Oh, we were happier than we guessed; dearer than tongue or pen
Can paint it, was the love that flowed around our pathway then;
A spring unsullied, welling out of girlhood's trustful heart,
That held a teacher's blessing as the love of God a part!
A flitting footstep in the hall—a low rap at the door—
A white brow leans, a dark eye droops, against our knee once more;
And gentle fancies, such as hide in hearts of dreaming girls,
Float up in music from shy lips beneath a veil of curls.
We pace the cool verandah, with the hand of one in ours
Whose heart unfolds with holy hopes, pure as the breath of flowers
In twilight and in dewfall; the sanctity of truth
Blooms lovelier through the whiteness of a maiden's unsoiled youth.

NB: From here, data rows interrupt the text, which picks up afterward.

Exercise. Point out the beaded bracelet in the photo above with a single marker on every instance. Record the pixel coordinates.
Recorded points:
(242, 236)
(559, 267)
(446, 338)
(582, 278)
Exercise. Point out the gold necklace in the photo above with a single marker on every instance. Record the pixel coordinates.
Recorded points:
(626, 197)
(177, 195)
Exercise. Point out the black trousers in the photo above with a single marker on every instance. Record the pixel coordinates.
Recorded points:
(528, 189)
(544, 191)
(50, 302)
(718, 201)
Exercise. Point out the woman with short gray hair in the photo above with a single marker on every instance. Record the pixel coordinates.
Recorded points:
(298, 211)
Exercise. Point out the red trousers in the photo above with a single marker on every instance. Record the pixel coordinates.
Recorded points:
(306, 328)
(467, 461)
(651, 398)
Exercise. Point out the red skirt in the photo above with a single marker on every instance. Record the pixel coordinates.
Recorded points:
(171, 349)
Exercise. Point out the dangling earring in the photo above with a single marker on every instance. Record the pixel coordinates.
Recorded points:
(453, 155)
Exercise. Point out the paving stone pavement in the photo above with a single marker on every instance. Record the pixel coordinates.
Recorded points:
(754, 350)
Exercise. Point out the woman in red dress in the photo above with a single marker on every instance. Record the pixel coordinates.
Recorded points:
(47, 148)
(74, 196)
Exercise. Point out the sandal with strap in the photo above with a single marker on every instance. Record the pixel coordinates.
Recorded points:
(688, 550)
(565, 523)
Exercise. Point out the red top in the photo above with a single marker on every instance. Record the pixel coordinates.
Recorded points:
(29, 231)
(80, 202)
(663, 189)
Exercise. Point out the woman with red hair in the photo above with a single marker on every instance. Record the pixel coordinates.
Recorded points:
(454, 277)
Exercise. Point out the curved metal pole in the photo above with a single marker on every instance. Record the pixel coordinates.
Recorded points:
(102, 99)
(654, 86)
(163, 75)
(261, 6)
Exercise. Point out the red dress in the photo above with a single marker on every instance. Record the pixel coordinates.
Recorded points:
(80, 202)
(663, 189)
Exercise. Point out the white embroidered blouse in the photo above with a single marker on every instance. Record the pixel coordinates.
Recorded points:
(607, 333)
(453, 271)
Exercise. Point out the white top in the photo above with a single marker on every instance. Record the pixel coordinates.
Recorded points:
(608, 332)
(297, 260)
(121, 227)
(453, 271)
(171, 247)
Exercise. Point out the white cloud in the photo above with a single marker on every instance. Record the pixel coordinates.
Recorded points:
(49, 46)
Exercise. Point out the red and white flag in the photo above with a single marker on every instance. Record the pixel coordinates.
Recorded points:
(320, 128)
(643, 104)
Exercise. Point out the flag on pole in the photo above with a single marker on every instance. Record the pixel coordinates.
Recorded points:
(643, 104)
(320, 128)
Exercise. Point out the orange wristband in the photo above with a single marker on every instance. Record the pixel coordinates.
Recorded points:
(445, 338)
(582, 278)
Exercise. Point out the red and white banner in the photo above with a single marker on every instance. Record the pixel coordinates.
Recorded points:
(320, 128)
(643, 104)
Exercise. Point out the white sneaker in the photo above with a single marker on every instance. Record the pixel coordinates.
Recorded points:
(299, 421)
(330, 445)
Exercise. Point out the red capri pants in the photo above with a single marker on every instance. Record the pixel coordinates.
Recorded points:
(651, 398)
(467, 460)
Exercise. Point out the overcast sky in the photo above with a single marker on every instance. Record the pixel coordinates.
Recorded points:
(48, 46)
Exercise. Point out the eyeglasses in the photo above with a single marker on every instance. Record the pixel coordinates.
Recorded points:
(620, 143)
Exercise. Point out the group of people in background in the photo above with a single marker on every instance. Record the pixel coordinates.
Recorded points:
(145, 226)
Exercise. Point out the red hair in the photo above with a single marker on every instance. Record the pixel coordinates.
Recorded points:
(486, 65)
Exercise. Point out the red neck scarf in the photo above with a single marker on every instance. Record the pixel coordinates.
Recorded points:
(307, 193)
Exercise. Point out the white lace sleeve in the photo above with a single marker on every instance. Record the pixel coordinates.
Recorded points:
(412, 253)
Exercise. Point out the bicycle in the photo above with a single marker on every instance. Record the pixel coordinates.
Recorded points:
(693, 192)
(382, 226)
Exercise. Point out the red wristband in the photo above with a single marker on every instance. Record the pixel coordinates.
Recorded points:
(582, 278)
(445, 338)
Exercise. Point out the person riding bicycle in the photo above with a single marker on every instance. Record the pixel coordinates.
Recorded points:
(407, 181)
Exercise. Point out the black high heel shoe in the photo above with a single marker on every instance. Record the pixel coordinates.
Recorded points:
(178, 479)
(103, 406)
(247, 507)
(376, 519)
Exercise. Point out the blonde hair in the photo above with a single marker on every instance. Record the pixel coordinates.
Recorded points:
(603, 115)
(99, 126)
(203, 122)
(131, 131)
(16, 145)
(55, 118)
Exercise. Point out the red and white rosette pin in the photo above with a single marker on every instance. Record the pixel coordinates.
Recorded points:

We look again:—they are not here; young countenances strange
Smile on us from their places: the bewildering touch of change
Has fallen on every one of us; and those familiar feet,—
On through what unknown avenues move they in passage fleet?
Under what trees of Eden do our beloved walk?
What angels bear them company in high and friendly talk?
What wisdom of the immortals do those souls illumed explore,
That need the counsel and the help of our weak hearts no more?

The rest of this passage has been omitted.